2. If supported, install the DPU OS via Redfish `UpdateService` (`ReprovisionState::InstallDpuOs`). If not, boot the DPU via UEFI HTTP for a network install (`ReprovisionState::WaitingForNetworkInstall`).
3. Power the host off and back on so the DPU image and firmware take effect.
4. Verify DPU firmware versions (BMC, CEC/ERoT, NIC) against the configured baseline and update any that do not match.
5. Wait for DPU network configuration and health to synchronize.
6. Clear the DPU reprovisioning request and return the managed host to the appropriate state.

### When Automatic Reprovisioning Is Triggered

Automatic DPU reprovisioning is triggered when Machine Update Manager selects an eligible `Ready` host whose DPU NIC firmware is outside the configured baseline. It queues a DPU reprovisioning request for the host.

### Triggering Reprovisioning Manually

The API requires a `HostUpdateInProgress` health alert on the host before it accepts a reprovisioning request. Use `--update-message` to apply this alert:

```bash
carbide-admin-cli -c <api-url> dpu reprovision set \
  --id <host-or-dpu-machine-id> \
  --update-message "<maintenance-reference>"
```

Firmware is always verified and updated during reprovisioning regardless of whether `--update-firmware` is passed.
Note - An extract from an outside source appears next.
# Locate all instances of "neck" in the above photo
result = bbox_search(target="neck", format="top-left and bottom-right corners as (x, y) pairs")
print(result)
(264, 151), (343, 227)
The `--update-firmware` flag is accepted but deprecated.

### Monitoring Reprovisioning Progress

```bash
carbide-admin-cli -c <api-url> dpu reprovision list
carbide-admin-cli -c <api-url> managed-host show <machine-id>
```

The `managed-host show` output displays the current reprovisioning substate, percent complete for BFB installation (when available), and any handler errors.

### Additional Reprovisioning Commands

To restart a DPU reprovisioning flow for all DPUs on a host:

```bash
carbide-admin-cli -c <api-url> dpu reprovision restart --id <host-machine-id>
```

To clear a pending reprovisioning request that has not started:

```bash
carbide-admin-cli -c <api-url> dpu reprovision clear --id <host-or-dpu-machine-id>
```

For the complete reprovisioning state machine, see [DPU Reprovision State Details](/infra-controller/documentation/architecture/state-machines/managed-host#dpu-reprovision-state-details-dpureprovisionstate).